Not sure how to go about filling in these blanks? Reach out to someone you trust (maybe C2?) with some basic networking and router configuration expertise and have them look at your SOHO router. Your router is a critical device in your home and office network and if it were hacked, every device (and person) connected to it could be severely compromised.
As if you didn’t have enough to worry about, the security blogosphere has dragged another bogeyman out into the daylight, and this one is ugly. Researchers from ioActive are now positing that rather than targeting businesses and their more sophisticated technology defenses, hackers could very easily begin to target consumer-grade equipment installed by internet service providers (ISP’s e.g. Time Warner or Comcast) in your home.

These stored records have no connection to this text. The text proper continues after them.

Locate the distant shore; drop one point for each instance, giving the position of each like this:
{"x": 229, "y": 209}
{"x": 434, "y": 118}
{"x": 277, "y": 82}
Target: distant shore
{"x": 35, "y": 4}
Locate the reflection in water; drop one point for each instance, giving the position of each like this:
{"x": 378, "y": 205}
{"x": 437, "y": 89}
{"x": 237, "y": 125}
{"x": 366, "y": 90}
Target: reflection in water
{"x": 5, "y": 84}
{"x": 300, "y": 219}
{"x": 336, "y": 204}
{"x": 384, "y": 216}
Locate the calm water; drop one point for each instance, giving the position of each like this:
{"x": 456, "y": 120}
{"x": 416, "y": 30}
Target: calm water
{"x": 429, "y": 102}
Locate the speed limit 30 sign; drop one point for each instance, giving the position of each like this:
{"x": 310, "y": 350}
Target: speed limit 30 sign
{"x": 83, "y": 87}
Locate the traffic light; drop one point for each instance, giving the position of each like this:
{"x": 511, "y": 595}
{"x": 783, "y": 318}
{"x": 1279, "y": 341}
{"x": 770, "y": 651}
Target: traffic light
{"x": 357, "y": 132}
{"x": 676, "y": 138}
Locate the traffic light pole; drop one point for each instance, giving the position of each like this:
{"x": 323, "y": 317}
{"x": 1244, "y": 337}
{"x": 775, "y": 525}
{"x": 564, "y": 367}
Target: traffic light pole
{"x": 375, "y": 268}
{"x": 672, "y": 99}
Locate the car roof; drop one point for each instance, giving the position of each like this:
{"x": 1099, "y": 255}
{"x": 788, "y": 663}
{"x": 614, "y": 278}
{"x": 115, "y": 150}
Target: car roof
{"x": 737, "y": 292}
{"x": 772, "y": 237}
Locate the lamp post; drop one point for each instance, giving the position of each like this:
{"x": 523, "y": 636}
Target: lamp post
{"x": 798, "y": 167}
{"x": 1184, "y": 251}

Why would they do this? Aside from the much flimsier technology used throughout the home-internet industry, the IP address assigned to your device is easily discoverable because the ISP’s themselves publish information about entire blocks of internet addresses that are allocated to them. This is doubly bad because not only do hackers now have an easy-to-parse list of targets, they can make assumptions about the targets based upon the ISP that services those addresses: things like the types of equipment used by the ISP (and default passwords), geographical locations, even the types of internet service (ie. DSL, cable, satellite, etc).
As part of their investigation into the feasibility of such an attack, ioActive researchers were able to compile a list of 400,000 actual devices installed in customer homes that might be vulnerable to a simple attack that could allow hackers to “own” the device and use it as a means to gain access to any computer connected to that device, ie. all the computers in your home. The basis for the attack? The simple assumption that the default administrative password was not changed since it was installed by the ISP.
What this means for you:
Having equipment installed in your home that you don’t understand and can’t personally confirm as secure is risky and negligent. It would be akin to leaving power tools lying around within reach of a child. Sadly, most ISPs have very thin (to nonexistent) policies around governing the security of the devices they install in your home, and worse, they often rely on third-party labor to do the installs, further increasing the chances that your router was installed quickly and possibly carelessly. On top of this, how many of you after having waited multiple hours for an internet install to happen, watched the installer rush out the door before learning anything about how your new equipment works, who to call for support, or how to change the password on the newly installed router?
Do yourself a favor: familiarize yourself with your internet router, WiFi access point, or any other piece of network equipment in use in your home, figure out how to log into the device(s), and then change the password to something that is hard to guess, and written down in a safe a secure place. Don’t make it easy for the hackers by continuing to ignore the backdoor into your home network!